1\. Needless complexity 2\. Needed complexity

1.: Think how programming in assembler requires you to mentally keep track of
registers, and how higher level programming languages did away with that by
enabling variable names. The resulting program is still mostly the same thing
underneath. You can get the same logical results but the former is much
harder.

There is a question here though: why is it easier for most humans to program
in C rather than in assembler? Sure, there's more housekeeping in assembler.
But I think it's mostly because there's one less layer of representation. a=5;
b=10; c=a+b; Vs "load 5 into register A1", "load 10 into register A2",
"calculate sum from registers A1 and A2 and store it to register A3".

So here in "less layered math", instead of saying: Let alpha represent the
angle, a the closer cathete and b the further cathete and c the hypotenuse,
then sin(alpha) = b/c You instead say: sin is the relation of the further
cathete to the hypotenuse.

Again, a large portion of people can get the former way of explaining sin,
perhaps when they see it all at once on the blackboard or book and go back and
forth... (what was b again?) but the latter way of explaining does away with
the whole exercise of variables. (Note that I picked a subject of convention,
not something that can be deduced from more basic principles, I think those
again can be taught somewhat differently.)

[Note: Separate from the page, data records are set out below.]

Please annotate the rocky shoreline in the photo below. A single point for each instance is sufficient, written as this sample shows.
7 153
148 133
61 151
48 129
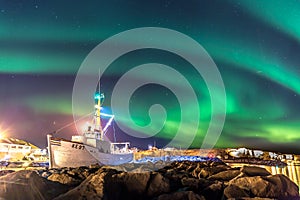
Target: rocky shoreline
157 181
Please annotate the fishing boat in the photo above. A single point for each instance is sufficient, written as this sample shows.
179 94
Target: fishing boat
90 147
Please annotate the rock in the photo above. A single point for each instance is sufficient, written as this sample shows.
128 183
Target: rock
277 186
4 172
29 185
195 184
91 188
127 185
282 186
254 171
214 191
233 191
65 179
183 195
209 171
225 175
157 185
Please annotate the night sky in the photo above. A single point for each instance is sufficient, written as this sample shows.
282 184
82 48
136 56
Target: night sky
255 45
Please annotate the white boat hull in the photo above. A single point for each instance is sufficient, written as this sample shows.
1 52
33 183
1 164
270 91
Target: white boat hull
65 153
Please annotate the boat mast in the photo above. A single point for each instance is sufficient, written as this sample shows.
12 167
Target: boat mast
97 120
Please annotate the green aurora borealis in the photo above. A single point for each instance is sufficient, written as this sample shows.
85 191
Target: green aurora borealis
255 45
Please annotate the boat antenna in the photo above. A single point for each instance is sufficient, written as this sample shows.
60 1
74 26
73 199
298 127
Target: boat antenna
98 101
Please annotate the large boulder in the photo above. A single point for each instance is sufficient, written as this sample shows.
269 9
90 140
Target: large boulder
65 179
213 191
29 185
277 186
225 175
233 191
127 185
157 185
254 171
91 188
182 195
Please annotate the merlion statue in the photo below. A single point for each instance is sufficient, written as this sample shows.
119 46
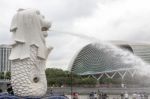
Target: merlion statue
29 53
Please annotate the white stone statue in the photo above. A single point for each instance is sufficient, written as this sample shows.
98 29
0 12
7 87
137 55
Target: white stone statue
29 53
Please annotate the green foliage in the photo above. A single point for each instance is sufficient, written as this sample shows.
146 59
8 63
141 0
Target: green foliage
58 77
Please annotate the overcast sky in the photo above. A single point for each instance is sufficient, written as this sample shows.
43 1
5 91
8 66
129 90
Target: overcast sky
127 20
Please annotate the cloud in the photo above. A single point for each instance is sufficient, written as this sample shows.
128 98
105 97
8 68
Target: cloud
117 20
101 19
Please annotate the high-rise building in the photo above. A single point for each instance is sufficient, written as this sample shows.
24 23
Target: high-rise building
5 63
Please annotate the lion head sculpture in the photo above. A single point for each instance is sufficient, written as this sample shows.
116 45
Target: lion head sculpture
29 27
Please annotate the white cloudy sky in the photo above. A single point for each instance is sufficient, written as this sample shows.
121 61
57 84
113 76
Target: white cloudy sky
101 19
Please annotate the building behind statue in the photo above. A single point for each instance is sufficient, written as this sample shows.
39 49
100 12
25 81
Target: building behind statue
5 64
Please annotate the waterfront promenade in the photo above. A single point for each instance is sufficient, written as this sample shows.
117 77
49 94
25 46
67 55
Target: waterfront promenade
112 91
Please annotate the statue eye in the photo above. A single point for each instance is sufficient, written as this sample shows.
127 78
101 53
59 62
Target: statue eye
44 29
36 79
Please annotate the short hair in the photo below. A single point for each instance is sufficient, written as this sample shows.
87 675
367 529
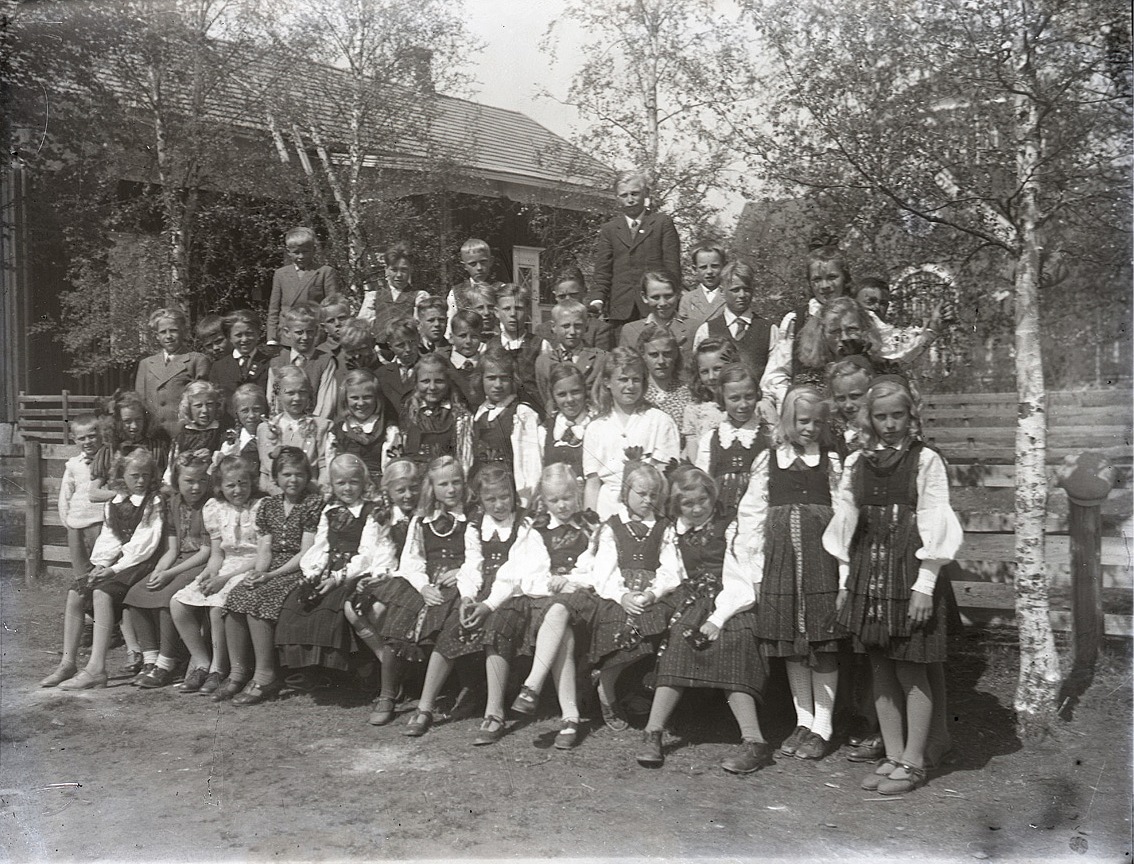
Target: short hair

The problem is, many math teacher love variables and think how beautiful all
that symphony of x:s and y:s is. But for the average school student math is
just one subject among others. They just want the essentials with the least
amount of extra crap and layers on top.

Lots of caveats here. I think people need to learn basic algebra, but it makes
me sad that so few people can't use it for problems they are trying to solve.
I think these would make interesting psychology research subjects. It's a very
important field.

2.: Yet you can't go beyond some point in simplification.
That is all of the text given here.